Investment Knowledge versus Literacy

May 21, 2009
Shirley Mueller

Though an investor may be knowledgeable, he might not be able to act like it.

After all is said and done, a lot more is said than done

Though an investor may be knowledgeable, he might not be able to act like it. This is according to Sandra Huston from Texas Tech University who spoke at the Networks Financial Institute at Indiana State University Conference in Indianapolis, Indiana on May 17, 2009.

Huston and her colleagues at the meeting explained that financial literacy is different than knowledge. It is the ability to use information and skills to manage financial resources effectively rather than just understanding them. This concept of literacy versus knowledge relates to budgeting, saving, and borrowing, as well as investing.

Dr. Huston explained these concepts by using a chart similar to the one above. Knowledge is on the horizontal axis and action on the vertical. Little knowledge (on the left) results in financial unawareness and thereby often leads to lack of action. If action is taken, it is because such a person is overconfident because he doesn’t possess understanding.

On the other end of the spectrum (to the right) is someone with high financial knowledge. If he acts, he is able to be financially competent and serve his own best interests almost certainly better than anyone else because he knows what they are. If he doesn’t act, he is exhibiting financial paralysis because he has enough understanding to do so, but has internal issues (perhaps fear or a weak self protective instinct) that prevent him from acting.

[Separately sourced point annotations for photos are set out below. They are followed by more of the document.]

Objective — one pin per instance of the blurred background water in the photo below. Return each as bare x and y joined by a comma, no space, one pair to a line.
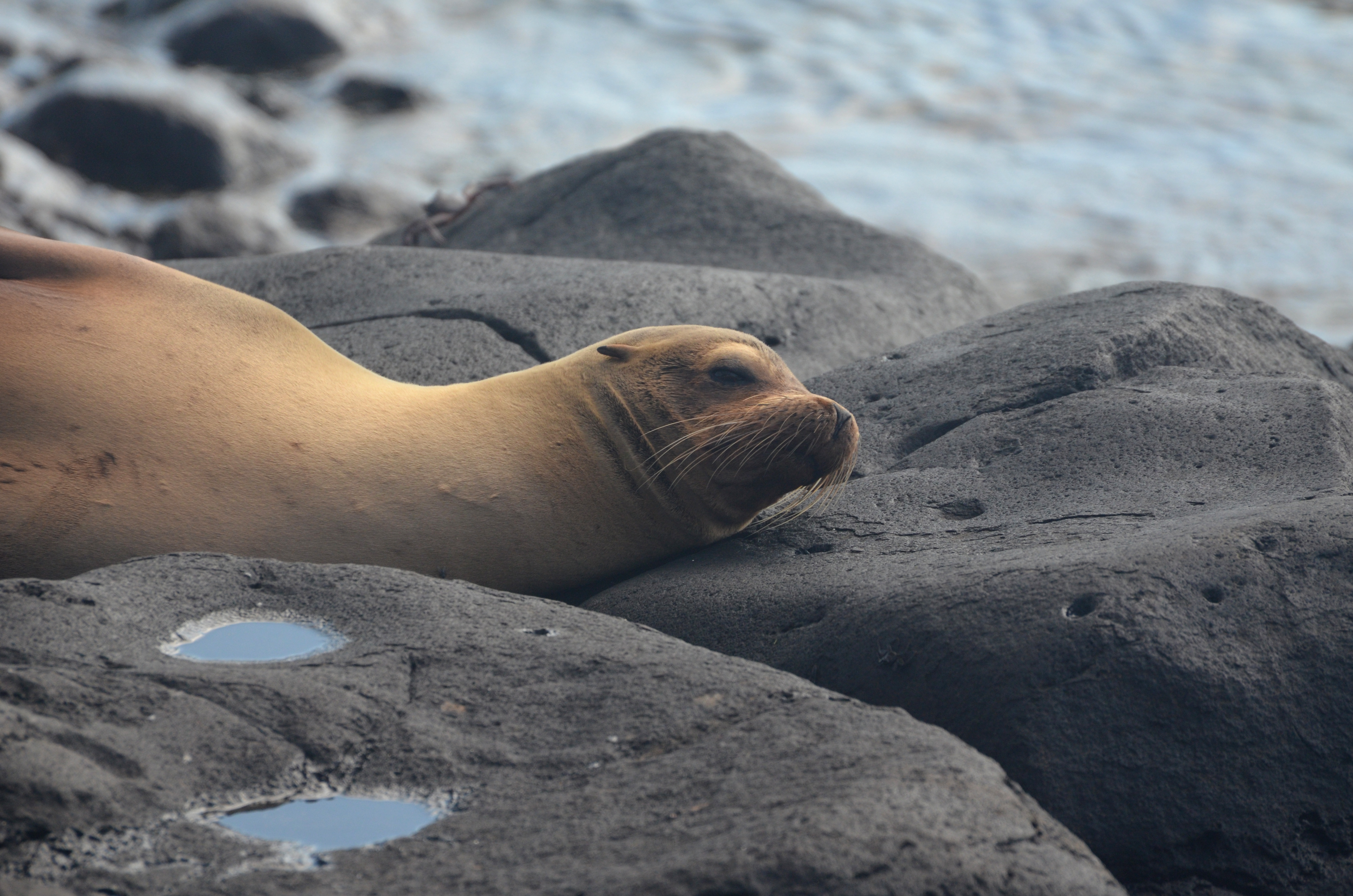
1050,145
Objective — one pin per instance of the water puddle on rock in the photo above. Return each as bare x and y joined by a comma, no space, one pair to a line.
233,641
335,824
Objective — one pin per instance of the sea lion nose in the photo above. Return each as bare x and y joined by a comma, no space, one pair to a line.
842,419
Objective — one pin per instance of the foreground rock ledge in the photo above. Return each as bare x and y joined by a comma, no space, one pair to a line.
581,753
1105,539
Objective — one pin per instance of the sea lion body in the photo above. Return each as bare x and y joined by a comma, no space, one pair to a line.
144,412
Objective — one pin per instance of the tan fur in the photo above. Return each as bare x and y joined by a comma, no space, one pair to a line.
144,411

Knowledge without action is useless because the same, often destructive, habits are continued without improvement. This can work to the detriment of an investor. For example, one who is well-informed, but paralyzed in this depressed economy because he doesn’t feel capable of making a change. He knows his portfolio is too risky, but doesn’t act to protect himself. This could include adjusting it himself if he is self-directing his investments, or if not, speaking with his advisor about his concerns so that appropriate steps are taken.